Tata Steel's move to sell its long products business will reduce the cash losses of one of the world's largest steelmakers, but would not lower its debt, Standard & Poor's Ratings Services said on Thursday
New Delhi: Tata Steel's move to sell its long products business will reduce the cash losses of one of the world's largest steelmakers, but would not lower its debt, Standard & Poor's Ratings Services said on Thursday.
The proposed sale of its European long products (LP) division to UK-based investment firm Greybull Capital will help Tata Steel's long-term deleveraging plan, S&P said in a statement.
However, an improvement in operating performance of the group's India operations remains crucial for the company's credit profile, it said.
"We do not expect the sale to lower the debt at Tata Steel because the sale is agreed at a nominal valuation. Moreover we believe transfer of debt to the buyer is unlikely," the ratings agency's Credit Analyst Vishal Kulkarni said.
The proposed deal will stop Tata Steel's cash losses from the LP division and help somewhat improve profitability for the Europe operations, he added.
Earlier this week, Tata Steel announced it will sell the Long Products Europe business to investment firm Greybull Capital for a nominal amount of 1 pound.

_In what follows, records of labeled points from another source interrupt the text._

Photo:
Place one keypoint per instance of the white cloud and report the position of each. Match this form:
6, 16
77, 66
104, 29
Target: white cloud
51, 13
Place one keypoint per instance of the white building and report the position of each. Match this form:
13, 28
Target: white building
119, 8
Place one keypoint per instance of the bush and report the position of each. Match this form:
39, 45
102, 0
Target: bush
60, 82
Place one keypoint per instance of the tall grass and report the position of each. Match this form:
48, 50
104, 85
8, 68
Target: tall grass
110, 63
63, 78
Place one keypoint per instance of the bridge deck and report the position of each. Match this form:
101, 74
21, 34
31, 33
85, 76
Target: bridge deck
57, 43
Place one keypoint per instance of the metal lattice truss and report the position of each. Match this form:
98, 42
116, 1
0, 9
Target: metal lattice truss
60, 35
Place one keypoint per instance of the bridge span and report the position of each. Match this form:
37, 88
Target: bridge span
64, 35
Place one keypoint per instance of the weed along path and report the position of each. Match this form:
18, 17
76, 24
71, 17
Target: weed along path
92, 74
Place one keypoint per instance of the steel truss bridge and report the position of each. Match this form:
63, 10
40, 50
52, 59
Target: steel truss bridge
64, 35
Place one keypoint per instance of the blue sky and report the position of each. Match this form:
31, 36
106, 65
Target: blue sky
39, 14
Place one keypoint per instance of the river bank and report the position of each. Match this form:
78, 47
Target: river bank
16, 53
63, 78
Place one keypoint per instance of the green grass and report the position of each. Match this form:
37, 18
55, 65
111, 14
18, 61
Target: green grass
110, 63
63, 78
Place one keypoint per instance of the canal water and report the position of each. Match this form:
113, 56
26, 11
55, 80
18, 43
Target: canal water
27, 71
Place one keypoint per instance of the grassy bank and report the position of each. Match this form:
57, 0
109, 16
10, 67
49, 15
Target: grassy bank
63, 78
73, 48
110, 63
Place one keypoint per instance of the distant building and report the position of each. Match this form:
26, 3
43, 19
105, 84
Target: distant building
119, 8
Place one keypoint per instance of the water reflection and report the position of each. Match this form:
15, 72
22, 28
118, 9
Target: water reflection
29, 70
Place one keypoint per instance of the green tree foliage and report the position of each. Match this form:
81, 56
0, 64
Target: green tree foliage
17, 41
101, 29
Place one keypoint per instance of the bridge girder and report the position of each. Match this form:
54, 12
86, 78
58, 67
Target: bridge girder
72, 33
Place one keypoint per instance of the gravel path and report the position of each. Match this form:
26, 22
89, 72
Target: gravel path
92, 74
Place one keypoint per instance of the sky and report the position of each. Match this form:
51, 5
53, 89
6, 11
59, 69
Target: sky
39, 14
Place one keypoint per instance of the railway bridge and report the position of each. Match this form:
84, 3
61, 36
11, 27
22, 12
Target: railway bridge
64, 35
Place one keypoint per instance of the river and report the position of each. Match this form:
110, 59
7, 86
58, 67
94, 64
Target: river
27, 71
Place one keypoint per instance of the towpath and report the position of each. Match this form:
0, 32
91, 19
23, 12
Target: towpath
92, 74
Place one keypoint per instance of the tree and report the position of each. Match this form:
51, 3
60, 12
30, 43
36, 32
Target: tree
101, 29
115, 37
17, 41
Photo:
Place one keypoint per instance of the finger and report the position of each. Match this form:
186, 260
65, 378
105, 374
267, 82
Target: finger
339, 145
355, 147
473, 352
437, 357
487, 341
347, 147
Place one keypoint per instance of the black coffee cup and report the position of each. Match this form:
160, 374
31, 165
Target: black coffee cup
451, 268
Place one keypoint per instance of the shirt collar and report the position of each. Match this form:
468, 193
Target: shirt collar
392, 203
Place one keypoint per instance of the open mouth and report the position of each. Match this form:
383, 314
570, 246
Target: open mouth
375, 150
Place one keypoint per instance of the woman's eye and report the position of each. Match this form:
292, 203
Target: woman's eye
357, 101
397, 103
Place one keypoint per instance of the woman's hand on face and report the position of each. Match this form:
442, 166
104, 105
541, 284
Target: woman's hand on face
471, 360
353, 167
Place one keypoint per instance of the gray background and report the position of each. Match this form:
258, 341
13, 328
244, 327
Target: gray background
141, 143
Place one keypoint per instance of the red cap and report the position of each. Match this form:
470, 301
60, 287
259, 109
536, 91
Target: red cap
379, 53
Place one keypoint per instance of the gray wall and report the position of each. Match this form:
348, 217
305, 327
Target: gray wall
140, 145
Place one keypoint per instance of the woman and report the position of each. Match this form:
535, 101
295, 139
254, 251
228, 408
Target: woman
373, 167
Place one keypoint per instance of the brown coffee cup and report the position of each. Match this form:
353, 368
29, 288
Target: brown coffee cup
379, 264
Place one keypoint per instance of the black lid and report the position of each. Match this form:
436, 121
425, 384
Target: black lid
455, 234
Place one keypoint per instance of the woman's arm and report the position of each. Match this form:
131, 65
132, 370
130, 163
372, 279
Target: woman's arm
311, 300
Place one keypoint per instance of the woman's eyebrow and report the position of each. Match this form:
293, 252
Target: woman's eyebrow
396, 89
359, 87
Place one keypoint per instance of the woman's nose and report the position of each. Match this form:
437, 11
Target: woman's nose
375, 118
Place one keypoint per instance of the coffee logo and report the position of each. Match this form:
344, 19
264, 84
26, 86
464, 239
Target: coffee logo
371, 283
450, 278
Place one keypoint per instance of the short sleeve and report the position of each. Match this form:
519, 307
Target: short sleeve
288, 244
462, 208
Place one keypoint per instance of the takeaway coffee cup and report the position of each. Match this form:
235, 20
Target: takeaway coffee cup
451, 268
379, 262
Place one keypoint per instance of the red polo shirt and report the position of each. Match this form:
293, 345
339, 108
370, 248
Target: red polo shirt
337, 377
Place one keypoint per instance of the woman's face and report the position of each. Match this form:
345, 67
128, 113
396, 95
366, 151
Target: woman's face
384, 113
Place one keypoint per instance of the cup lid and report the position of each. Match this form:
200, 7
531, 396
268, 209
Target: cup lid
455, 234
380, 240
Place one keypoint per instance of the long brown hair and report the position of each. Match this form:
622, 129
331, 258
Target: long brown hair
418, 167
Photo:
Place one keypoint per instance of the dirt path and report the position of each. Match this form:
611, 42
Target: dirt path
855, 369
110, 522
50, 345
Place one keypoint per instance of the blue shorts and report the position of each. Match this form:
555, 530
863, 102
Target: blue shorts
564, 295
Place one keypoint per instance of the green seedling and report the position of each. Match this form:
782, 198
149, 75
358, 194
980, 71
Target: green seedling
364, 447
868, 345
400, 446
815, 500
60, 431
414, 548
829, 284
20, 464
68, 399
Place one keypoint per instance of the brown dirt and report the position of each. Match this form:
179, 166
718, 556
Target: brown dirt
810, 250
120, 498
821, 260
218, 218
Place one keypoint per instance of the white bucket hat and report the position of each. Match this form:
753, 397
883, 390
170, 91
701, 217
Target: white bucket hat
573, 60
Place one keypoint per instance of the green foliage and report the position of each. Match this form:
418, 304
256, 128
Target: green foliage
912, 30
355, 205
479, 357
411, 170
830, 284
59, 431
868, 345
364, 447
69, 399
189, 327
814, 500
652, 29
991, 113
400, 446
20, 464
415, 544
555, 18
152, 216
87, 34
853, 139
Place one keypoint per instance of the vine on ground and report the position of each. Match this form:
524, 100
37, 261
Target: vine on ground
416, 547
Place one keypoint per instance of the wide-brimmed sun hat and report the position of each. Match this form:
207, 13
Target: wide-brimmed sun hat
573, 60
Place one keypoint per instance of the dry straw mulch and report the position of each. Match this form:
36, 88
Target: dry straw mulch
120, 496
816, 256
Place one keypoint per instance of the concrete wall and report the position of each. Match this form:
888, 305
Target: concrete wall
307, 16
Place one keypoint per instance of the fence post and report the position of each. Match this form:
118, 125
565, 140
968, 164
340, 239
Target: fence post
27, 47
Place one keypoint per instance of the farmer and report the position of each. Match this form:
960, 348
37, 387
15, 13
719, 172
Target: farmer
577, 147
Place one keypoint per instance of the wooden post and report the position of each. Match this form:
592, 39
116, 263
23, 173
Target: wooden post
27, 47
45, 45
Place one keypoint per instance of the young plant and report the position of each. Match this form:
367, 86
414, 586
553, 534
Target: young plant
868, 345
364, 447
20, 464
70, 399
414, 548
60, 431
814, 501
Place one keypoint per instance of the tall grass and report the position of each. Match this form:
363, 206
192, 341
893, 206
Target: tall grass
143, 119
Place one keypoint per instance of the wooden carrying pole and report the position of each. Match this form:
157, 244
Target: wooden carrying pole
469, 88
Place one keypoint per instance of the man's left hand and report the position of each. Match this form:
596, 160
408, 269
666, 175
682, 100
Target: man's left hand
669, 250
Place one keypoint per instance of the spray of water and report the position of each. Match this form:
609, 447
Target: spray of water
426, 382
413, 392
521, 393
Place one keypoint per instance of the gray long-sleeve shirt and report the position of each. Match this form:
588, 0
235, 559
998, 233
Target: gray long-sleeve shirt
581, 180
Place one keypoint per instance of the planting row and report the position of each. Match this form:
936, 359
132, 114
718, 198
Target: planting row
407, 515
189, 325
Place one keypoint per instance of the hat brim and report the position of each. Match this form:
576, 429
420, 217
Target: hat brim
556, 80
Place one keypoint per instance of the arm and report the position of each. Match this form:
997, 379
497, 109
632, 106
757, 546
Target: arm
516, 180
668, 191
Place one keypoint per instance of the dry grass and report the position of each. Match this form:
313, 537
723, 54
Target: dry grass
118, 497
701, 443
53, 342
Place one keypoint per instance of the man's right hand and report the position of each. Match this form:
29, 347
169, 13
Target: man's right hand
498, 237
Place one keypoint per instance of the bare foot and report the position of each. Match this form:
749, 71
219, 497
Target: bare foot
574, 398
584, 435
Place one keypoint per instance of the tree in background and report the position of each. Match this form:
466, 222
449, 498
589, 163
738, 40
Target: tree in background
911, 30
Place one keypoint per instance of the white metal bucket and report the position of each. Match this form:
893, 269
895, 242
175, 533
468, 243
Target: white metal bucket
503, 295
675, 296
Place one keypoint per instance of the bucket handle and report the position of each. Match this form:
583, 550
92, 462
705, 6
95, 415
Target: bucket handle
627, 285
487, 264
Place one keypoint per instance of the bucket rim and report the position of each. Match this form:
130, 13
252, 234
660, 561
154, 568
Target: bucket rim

The transaction is likely to conclude by June this year.
The LP division is loss-making, resulting in significant cash losses and working capital needs. The group's India business provides cash support in the form of working capital to the Europe business, Kulkarni said.
"The gains for Tata Steel in terms of release of working capital and improvement in profitability will be more meaningful when the group sells the rest of its loss-making UK asset," he added.
Any one-off restructuring expenses, any pension-related or other settlement costs to be incurred by Tata Steel will also influence the benefits from the disposal of the UK assets. The rest of Tata Steel's UK business primarily comprises strip products and specialty bars businesses and a supply chain that is fed by a facility at Port Talbot, he said.
"Tata Steel's India business will continue to be a significant contributor to the group's consolidated cash flows," said Kulkarni adding "Our base-case financial projection is that the group's profitability per ton for its India operations will improve over the next two years following the government's various protection measures for the domestic steel sector over the past two quarters."
Continued and meaningful progress on sale of the UK assets, and better operating performance, especially at the India operations, will be key factors for the future rating transition, the agency added.